Residential building customers in New South Wales are being forced to cough up with thousands of dollars in payments over and above what they believed they would be liable for, the consumer regulator in that state says.
In a recent statement, former (recently retired) NSW Fair Trading Commissioner Rod Stowe said his agency was hearing concerns from consumers who entered into building contracts and were subsequently forced to pay more than what they thought they would have to.
One problem revolved around consumers entering into ‘fixed price’ contracts with builders only to find themselves being hit for extra costs which they believed would have been included within the price.
“Some builders are applying penalty costs for delayed commencement of construction work, even if the delays were outside the consumer’s control,” Stowe said.
“They are also demanding payment for things thought to be covered by the contract, such as site clearance, structural steel beams, and council fees and charges.”
“We are hearing from consumers who thought they had entered into a ‘fixed price’ contract with a builder, only to find this wasn’t the case.”
Outside of fixed price contracts, Stowe said consumers were experiencing other problems.
In some cases, customers who expected a specific final-payment amount were finding this was much more than expected.
In some instances, builders were holding their customers to ransom by refusing to hand over the keys where unless the consumer agreed to pay the higher amount.
In further instances, builders were offering consumers a lower final payment amount in exchange for signing a deed of release which indemnified the builder from further claims and prevented the consumer from making adverse comments against the builder.
Finally, some consumers were being hit with non-refundable fees of up to $15,000 in order to enter into a pre-tender agreement with a builder.

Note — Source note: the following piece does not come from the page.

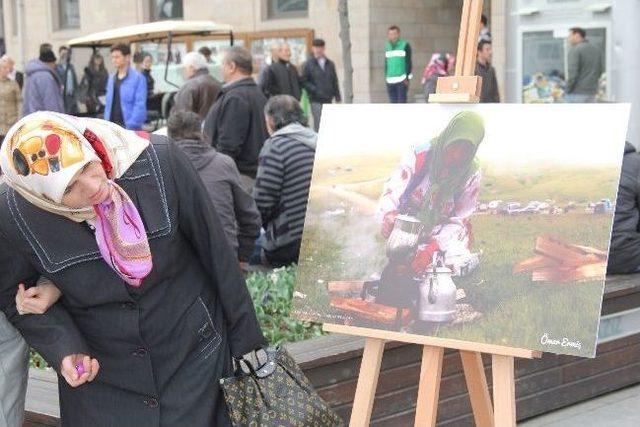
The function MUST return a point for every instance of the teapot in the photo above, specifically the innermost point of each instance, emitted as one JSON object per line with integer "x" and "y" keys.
{"x": 404, "y": 237}
{"x": 437, "y": 301}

Throughout New South Wales, home building contracts are governed by the Home Building Act 1999 and associated regulations.
Under that law, builders or tradespeople who perform residential building work valued at between $5,000 and $20,000 must provide consumers with a ‘small jobs’ contract.

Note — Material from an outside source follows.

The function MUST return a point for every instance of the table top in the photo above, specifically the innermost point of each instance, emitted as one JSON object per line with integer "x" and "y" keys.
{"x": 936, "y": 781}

For contracts worth over $20,000, a more extensive home building contract is required. This contains a more extensive list of requirements including a termination clause, a cooling off period and a checklist of fourteen items which are prescribed in the Home Building Regulations 2014.
Statutory warranties also apply to all residential building work.

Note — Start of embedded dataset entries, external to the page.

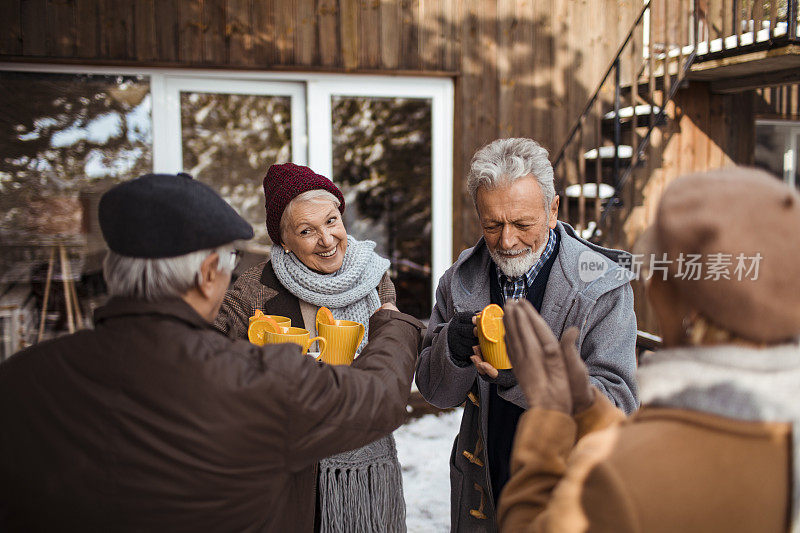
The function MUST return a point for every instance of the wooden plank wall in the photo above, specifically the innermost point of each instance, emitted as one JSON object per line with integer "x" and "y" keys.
{"x": 708, "y": 131}
{"x": 781, "y": 102}
{"x": 521, "y": 67}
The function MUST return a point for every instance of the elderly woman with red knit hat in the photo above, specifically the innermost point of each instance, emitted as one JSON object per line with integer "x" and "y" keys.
{"x": 715, "y": 444}
{"x": 315, "y": 263}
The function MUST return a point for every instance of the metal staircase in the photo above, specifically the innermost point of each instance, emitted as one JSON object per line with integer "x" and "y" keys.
{"x": 734, "y": 44}
{"x": 609, "y": 140}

Contracts written in clear, plain English are available on the NSW Fair Trading web site.
Lynelle Collins, A/Executive Director Building & Construction Service for the NSW Department of Finance, Services and Innovation, said it was important for consumers to ensure that they understood the contract and sought independent legal advice.
In particular, Collins says any special conditions which are not part of standard contracts should be afforded extra scrutiny.
For those already embroiled in disputes about defective or incomplete work, Collins says Fair Trading can assist in mediation.
“Consumers have the right to seek independent legal advice to review the documents to see if there are any hidden surprises,” Collins said.
“It is important to understand the inclusions as well as what is not included. (What’s not included in the fixed price contract is important as this can cause financial stress).”
“Ensure you understand each clause of the contract and that the contract contains all of the items listed on the Fair Trading website (too many to list) as well as the contract checklist for owners entering a building contract.”